Ensure that patients may seek care from any qualified provider: Allows access, with no apparent restrictions, to providers already in the Medicare network, as well as additional providers who choose to accept this coverage. Does not include any explicit protections for patients seeking care from reproductive health providers or providers seeking to participate in the network.

Fully reimburse providers and invest in their education, facilities and technology: Requires HHS to negotiate reimbursement rates with providers that are sufficient to maintain an adequate provider network and that are, in the aggregate, at least as high as Medicare rates and no higher than average rates in ACA marketplace plans.

Keep pace with emerging services and methods, such as telehealth: Not addressed.

Guarantee and Enforce Strong Patient Protections

Eliminate legal, cultural and safety-related barriers to care: Not addressed.

Respect patients’ privacy and autonomy and guard against coercion: Existing ACA protections would apply. Most notably, the ACA prevents the federal government from interfering with the principle of informed consent, patient-provider communication and patients’ timely access to care.

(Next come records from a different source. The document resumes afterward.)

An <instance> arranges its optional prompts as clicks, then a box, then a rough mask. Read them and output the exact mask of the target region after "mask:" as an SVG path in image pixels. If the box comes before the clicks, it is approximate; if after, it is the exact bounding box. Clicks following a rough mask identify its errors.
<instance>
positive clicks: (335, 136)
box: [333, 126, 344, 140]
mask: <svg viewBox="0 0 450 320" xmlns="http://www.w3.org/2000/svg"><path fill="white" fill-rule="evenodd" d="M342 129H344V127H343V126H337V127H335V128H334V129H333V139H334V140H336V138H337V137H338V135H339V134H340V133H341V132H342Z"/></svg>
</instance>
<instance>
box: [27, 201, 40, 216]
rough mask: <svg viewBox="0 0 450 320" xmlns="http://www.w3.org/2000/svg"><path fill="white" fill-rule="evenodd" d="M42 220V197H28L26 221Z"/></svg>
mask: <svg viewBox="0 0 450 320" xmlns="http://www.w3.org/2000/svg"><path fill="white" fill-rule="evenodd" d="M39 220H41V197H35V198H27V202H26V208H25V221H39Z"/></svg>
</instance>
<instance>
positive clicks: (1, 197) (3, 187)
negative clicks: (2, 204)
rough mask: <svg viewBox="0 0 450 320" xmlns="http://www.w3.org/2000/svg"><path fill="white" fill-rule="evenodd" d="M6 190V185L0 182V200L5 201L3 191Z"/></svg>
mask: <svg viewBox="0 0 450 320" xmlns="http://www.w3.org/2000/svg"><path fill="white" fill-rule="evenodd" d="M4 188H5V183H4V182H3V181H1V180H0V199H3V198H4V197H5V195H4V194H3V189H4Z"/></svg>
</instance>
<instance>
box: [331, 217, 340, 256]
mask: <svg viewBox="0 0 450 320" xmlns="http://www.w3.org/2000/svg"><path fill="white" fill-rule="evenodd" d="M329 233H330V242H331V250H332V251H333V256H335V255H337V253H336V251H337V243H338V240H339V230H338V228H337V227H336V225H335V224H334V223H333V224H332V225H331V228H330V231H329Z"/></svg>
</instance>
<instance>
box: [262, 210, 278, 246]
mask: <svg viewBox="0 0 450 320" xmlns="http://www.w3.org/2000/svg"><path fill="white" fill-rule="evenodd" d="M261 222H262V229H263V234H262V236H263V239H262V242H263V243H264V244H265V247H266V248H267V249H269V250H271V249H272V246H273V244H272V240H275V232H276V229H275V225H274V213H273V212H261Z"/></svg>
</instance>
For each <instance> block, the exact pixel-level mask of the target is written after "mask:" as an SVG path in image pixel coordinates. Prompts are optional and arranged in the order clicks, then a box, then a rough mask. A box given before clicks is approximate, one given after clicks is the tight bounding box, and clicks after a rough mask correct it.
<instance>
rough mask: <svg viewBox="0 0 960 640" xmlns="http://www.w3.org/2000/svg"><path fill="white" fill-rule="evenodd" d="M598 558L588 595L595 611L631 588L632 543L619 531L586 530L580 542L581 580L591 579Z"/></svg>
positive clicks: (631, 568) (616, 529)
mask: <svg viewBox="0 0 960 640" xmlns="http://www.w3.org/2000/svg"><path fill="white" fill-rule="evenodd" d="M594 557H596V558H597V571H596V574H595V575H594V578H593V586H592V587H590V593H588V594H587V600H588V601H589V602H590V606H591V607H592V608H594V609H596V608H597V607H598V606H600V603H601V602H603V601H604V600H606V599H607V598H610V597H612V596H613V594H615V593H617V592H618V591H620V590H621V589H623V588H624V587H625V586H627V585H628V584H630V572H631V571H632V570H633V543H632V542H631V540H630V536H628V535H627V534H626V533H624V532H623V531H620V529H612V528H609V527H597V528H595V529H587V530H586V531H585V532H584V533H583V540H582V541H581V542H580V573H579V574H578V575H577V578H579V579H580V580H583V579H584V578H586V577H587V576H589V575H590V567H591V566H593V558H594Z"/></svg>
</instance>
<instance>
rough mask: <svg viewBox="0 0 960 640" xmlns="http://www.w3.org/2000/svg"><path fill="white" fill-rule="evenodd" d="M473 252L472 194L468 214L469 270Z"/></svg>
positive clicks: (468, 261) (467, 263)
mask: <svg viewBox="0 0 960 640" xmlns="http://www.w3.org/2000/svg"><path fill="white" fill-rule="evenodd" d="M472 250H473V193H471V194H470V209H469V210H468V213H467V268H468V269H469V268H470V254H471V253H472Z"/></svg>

Fight discrimination and promote equitable health care access and experiences: Existing ACA provisions would apply, including its strong antidiscrimination protections for patients.

Overall Assessment

Strengths:

  • Creates new insurance options to encourage competition, expands ACA premium and cost-sharing subsidies, and funds state-level reinsurance programs, all of which could lower insurance costs and expand coverage.
  • Explicitly covers abortion and “all other reproductive health services” as a category, lifts federal restrictions on that coverage and overrides state restrictions on abortion coverage.
  • Applies current ACA protections to the new public option, including subsidies, antidiscrimination rules, and coverage requirements for contraception, maternity care and other services.
  • Under a supportive administration, would have strong potential to expand health insurance access to many immigrants and other groups whose coverage choices are currently limited.

Weaknesses:

  • Under a hostile administration, many specific sexual and reproductive health services and the providers who offer them could be excluded from coverage.
  • Maintains the ACA’s existing restrictions that exclude undocumented immigrants and DACA recipients from buying ACA marketplace coverage and receiving ACA subsidies, and under a hostile administration, many immigrants (who could be defined as not being U.S. residents) could be excluded from coverage entirely.